3. Juli 2009
Wo viele Menschen zusammen leben, da kommt es natürlicherweise hin und wieder zu Spannungen. Das ist normal und nicht zwangsweise ein negatives Anzeichen. Dennoch leben wohl die meisten Menschen lieber ohne Streit. Hier sind einige Tipps und Tricks, wie Streit in einer Wohngemeinschaft vermieden werden kann.

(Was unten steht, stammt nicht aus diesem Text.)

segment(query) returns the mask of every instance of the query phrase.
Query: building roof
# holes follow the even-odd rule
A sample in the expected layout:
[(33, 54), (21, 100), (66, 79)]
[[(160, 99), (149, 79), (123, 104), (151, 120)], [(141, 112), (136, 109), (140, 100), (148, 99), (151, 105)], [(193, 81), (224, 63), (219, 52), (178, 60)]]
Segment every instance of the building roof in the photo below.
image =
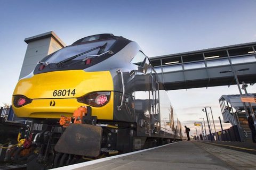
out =
[(27, 44), (30, 42), (32, 42), (35, 40), (38, 40), (41, 39), (48, 38), (48, 37), (52, 37), (55, 40), (56, 40), (62, 47), (66, 46), (65, 43), (63, 42), (60, 38), (53, 32), (53, 31), (47, 32), (45, 33), (41, 33), (35, 36), (28, 37), (25, 38), (24, 41), (25, 41)]

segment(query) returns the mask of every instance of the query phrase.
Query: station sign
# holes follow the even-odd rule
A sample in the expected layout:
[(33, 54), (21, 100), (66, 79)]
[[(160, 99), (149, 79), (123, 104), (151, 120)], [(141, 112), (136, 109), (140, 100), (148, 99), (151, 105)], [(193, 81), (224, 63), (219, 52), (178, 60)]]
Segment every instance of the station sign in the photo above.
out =
[(256, 103), (256, 97), (242, 97), (241, 101), (246, 103)]
[(195, 125), (195, 126), (201, 126), (201, 123), (194, 123), (194, 125)]

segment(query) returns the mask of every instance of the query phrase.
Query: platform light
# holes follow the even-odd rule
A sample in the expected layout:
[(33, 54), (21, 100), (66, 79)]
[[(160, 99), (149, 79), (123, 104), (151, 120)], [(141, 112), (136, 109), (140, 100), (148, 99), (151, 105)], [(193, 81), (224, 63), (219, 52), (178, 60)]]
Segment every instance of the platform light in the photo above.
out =
[(219, 55), (215, 55), (214, 56), (211, 56), (211, 57), (205, 57), (204, 58), (205, 59), (210, 59), (210, 58), (218, 58), (218, 57), (219, 57), (220, 56)]
[(179, 63), (180, 62), (177, 61), (175, 62), (167, 62), (165, 63), (165, 64), (175, 64), (175, 63)]

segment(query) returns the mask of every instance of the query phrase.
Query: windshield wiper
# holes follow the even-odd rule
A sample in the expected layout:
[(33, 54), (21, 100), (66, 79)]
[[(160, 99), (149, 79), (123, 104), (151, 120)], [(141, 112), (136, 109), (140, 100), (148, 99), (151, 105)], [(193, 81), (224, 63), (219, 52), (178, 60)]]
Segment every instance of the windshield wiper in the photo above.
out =
[(72, 60), (74, 60), (75, 58), (76, 58), (76, 57), (79, 57), (82, 55), (84, 55), (85, 54), (86, 54), (86, 53), (90, 53), (90, 52), (91, 52), (92, 51), (94, 51), (94, 50), (96, 50), (97, 49), (99, 49), (100, 48), (100, 50), (99, 50), (99, 52), (98, 52), (98, 54), (99, 54), (99, 53), (101, 51), (103, 51), (104, 50), (104, 49), (106, 48), (106, 46), (107, 46), (107, 44), (108, 42), (106, 42), (103, 46), (99, 46), (99, 47), (95, 47), (95, 48), (92, 48), (92, 49), (89, 49), (86, 52), (83, 52), (82, 53), (80, 53), (80, 54), (77, 54), (76, 55), (74, 55), (74, 56), (72, 56), (71, 57), (69, 57), (69, 58), (68, 58), (67, 59), (65, 59), (65, 60), (63, 60), (57, 63), (56, 63), (55, 65), (60, 65), (60, 64), (63, 64), (63, 63), (66, 63), (68, 61), (70, 61)]

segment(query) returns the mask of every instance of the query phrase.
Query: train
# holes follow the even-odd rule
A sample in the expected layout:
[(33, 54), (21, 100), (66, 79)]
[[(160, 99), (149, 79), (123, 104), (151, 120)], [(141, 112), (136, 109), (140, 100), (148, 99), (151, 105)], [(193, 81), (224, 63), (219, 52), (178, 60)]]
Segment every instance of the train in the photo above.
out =
[(12, 105), (30, 122), (9, 160), (46, 169), (182, 140), (181, 124), (135, 41), (86, 37), (51, 54), (18, 81)]

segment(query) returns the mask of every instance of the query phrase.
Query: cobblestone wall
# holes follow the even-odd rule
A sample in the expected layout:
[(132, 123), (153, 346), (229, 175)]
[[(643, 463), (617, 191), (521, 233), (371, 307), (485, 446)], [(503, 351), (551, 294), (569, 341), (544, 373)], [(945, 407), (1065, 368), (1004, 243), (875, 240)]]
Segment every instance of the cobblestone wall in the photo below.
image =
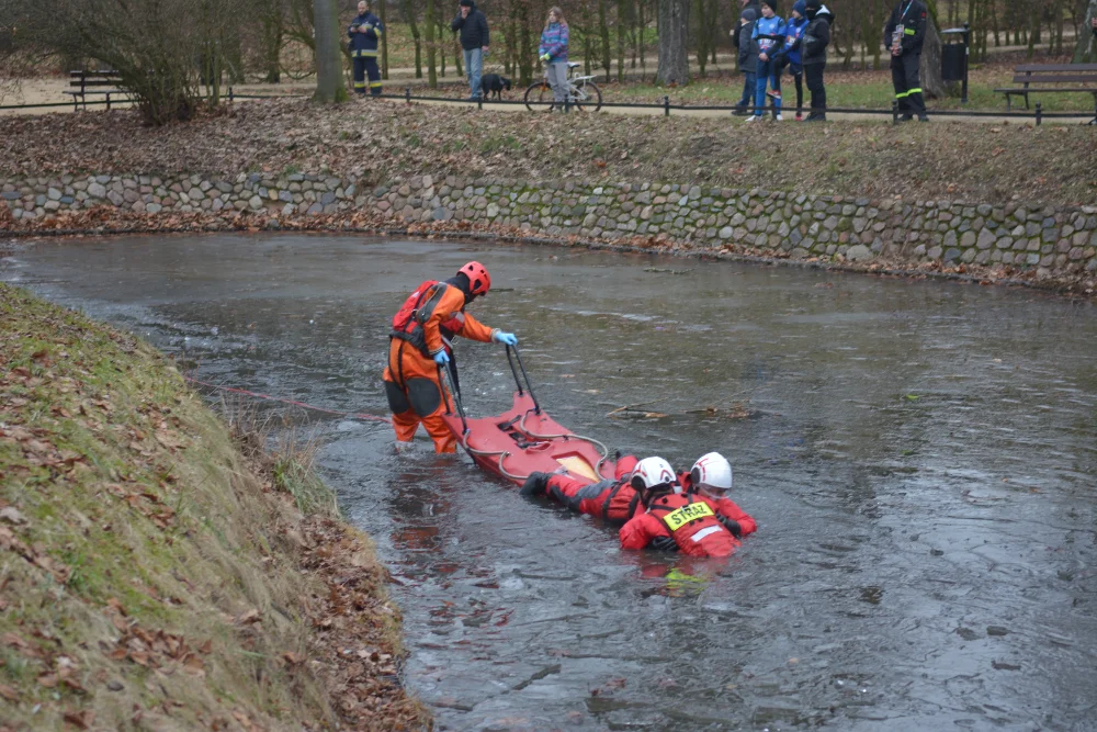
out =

Die meisten Streits in Wohngemeinschaften entbrennen um das leidige Thema des Putzens, des Aufräumens und des Einkaufens. Sind hier im Vorfeld keine klaren Absprachen getroffen, kann es leicht zu Missverständnissen kommen, die dann in Streitigkeiten ausarten. Dem kann man vorbeugen. Ein rotierender Putzplan zum Beispiel kann dann Abhilfe leisten, wenn er gemeinsam erstellt wird. So kann jeder Bewohner seine Bereitschaft, seine Vorstellungen und seine Ansprüche einbringen, und weiß rechtzeitig, was seine Pflichten sind und was von ihm erwartet wird.
In finanziellen Fragen verhält es sich ähnlich: wird von Anfang an klar und transparent offen gelegt, welche Beiträge jeder zu leisten hat, so werden die meisten Mitbewohner dies auch einsehen. Wird jedoch nur irgend eine beliebige Summe eingefordert, die nicht begründet oder nachgewiesen wird, so ist Streit meist bereits vorprogrammiert. Eine schriftliche Abrechnung zu bestimmten Themen jedoch kann wahre Wunder bewirken.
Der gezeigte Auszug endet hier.